Les 13 parlements (celui de Paris étant de loin le plus important) étaient par leurs origines des tribunaux de justice. Bien que leurs apologistes aient prétendu en 1732 que les parlements étaient issus de l’ancien judicium Francorum des tribus franques, ils avaient en fait été créés par le roi au Moyen Âge pour rendre la justice en son nom. Avec l’atrophie des États généraux, qui ne se réunissent plus depuis 1614, les parlements prétendent désormais représenter les États lorsque ceux-ci ne sont pas en session. En 1752, un parlementaire janséniste, Louis-Adrien Le Paige, développa l’idée que les différents parlements devaient être considérés comme les « classes » ou les parties d’un plus grand et unique « Parlement de France »

Cette revendication était politiquement importante car ces tribunaux avaient assumé de nombreuses autres fonctions quasi-administratives liées à la charité, à l’éducation, à la supervision de la police et même à la discipline ecclésiastique. Selon les parlementaires, les décrets royaux ne sont pas contraignants, à moins que les parlements ne les aient enregistrés comme lois. Bien que les parlementaires admettaient que le roi pouvait les forcer à enregistrer ses décrets en organisant un lit-de-justice (c’est-à-dire en se présentant en personne à leur session), ils savaient aussi que le public déplorait de telles manœuvres, qui allaient manifestement à l’encontre de la prétendue sollicitude chrétienne et paternaliste du monarque pour le bien-être de ses sujets.

Diverses évolutions sociales, culturelles et institutionnelles avaient contribué à faire des parlements des bastions de résistance aux réformes qui augmentaient les pouvoirs de la couronne. Depuis le XVIIe siècle, le besoin d’argent de la monarchie et la vénalité des offices qui en découle avaient permis aux parlementaires d’acheter leurs postes et de devenir une petite élite consciente d’elle-même, une nouvelle  » noblesse de robe.  » En 1604, la création de l’impôt sur la paulette avait permis aux parlementaires de faire de leurs offices une partie de leur patrimoine familial, même si la valeur de leurs offices a quelque peu diminué au cours du XVIIIe siècle. Ils avaient acquis un statut en se mariant avec l’ancienne noblesse chevaleresque de l’épée.

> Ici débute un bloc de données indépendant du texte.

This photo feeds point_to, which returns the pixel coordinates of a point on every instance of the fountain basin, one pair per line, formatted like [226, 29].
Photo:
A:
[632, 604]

En 1700, les parlementaires étaient devenus une élite héréditaire et richement dotée en terres. (L’interrègne de la régence après la mort de Louis XIV (1715-23) leur a donné l’occasion de regagner une partie du terrain qu’ils avaient perdu pendant le règne de Louis ; la valeur de leurs fonctions a toutefois diminué à nouveau au cours du XVIIIe siècle. Les tendances jansénistes des parlementaires et leur récente adhésion à l’anti-absolutisme – exprimée dans l’œuvre de Montesquieu, lui-même baron et parlementaire – donnent à cette élite une cohérence idéologique.

En 1764, les parlementaires jansénistes, en tant que  » progressistes  » idéologiques, obtiennent l’expulsion des jésuites de France. Des incidents tels que la condamnation à mort prononcée par le Parlement de Paris en 1766 contre le chevalier de la Barre, âgé de 18 ans, accusé d’avoir mutilé un crucifix et de posséder un exemplaire du Dictionnaire philosophique de Voltaire (1764), montrent cependant que les tribunaux ne sont pas entièrement du côté des Lumières. En 1768-69, le Parlement de Bretagne, dans une position anti-absolutiste, a forcé la démission d’un fonctionnaire royal nommé, le duc d’Aiguillon, qui avait audacieusement essayé de limiter le pouvoir de la noblesse locale, avec laquelle le Parlement était maintenant en étroite alliance.